Penguasa ketiadaan itu tampaknya memperhatikan Leonis yang berdiri di atas atap.

“Hah...? Dia mengenaliku?”

Dulu, Archsage Arakael Degradios mengenali Leonis meskipun dia telah kehilangan kehendaknya pada ketiadaan. Mungkin Shardark  juga masih mengingat musuh lamanya itu.

—Tidak. Tampaknya tidak begitu.

Mata yang tersisa dari pahlawan yang jatuh itu tidak memiliki kesadaran. Itu hanya mengakui kehadiran luar biasa Raja Undead sebagai ancaman dan bereaksi secara insting.

Sebuah pertemuan yang kebetulan antara Raja Undead dan Master Pedang dari Enam Pahlawan. Apakah ada seseorang yang mengatur skenario ini?

Sejauh yang Leonis tahu, tidak ada orang seperti itu di sekitar.

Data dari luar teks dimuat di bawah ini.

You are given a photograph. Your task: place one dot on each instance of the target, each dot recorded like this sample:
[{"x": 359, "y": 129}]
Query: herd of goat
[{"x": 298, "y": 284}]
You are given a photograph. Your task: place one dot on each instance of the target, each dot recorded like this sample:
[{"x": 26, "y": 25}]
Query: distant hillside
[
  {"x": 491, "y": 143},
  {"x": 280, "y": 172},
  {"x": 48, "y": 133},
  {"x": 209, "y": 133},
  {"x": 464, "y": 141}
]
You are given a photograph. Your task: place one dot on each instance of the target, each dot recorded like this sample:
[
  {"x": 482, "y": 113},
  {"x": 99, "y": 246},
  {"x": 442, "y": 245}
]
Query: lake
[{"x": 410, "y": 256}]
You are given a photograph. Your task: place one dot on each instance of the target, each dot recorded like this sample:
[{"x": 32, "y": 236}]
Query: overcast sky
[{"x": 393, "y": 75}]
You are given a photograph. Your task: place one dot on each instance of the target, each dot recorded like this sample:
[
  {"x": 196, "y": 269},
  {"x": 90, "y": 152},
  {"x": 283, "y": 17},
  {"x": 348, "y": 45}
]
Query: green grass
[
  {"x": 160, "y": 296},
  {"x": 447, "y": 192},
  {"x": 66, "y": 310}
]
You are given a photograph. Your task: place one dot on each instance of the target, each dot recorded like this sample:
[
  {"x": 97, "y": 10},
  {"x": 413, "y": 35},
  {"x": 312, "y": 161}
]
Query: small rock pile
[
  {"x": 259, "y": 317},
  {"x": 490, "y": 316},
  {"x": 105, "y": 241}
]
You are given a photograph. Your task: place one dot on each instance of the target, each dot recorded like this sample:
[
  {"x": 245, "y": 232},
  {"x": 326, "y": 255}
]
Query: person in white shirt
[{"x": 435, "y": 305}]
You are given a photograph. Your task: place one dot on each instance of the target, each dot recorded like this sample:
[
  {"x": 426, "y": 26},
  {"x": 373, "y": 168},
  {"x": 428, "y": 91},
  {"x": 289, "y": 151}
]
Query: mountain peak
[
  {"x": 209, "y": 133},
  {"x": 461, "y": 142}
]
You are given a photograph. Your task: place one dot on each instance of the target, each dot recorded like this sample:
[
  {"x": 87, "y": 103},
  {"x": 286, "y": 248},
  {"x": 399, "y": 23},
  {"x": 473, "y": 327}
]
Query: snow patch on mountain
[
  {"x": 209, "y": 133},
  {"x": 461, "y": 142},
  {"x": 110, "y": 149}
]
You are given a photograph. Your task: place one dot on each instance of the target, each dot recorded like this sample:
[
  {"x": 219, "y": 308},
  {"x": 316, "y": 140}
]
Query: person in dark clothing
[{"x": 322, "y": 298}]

“Mungkin takdir lah yang menyebabkan terjadinya reuni kita, master.” Leonis menyeringai dari balik topengnya saat dia mengarahkan Tongkat Penyegel Dosa ke arah Void Lord yang besar itu. “Waktunya telah tiba bagiku untuk membalas dendam. Untuk kehancuran Necrozoa. Untuk banyak pengikutku yang telah mati di tanganmu. Untuk dendam seribu tahun!”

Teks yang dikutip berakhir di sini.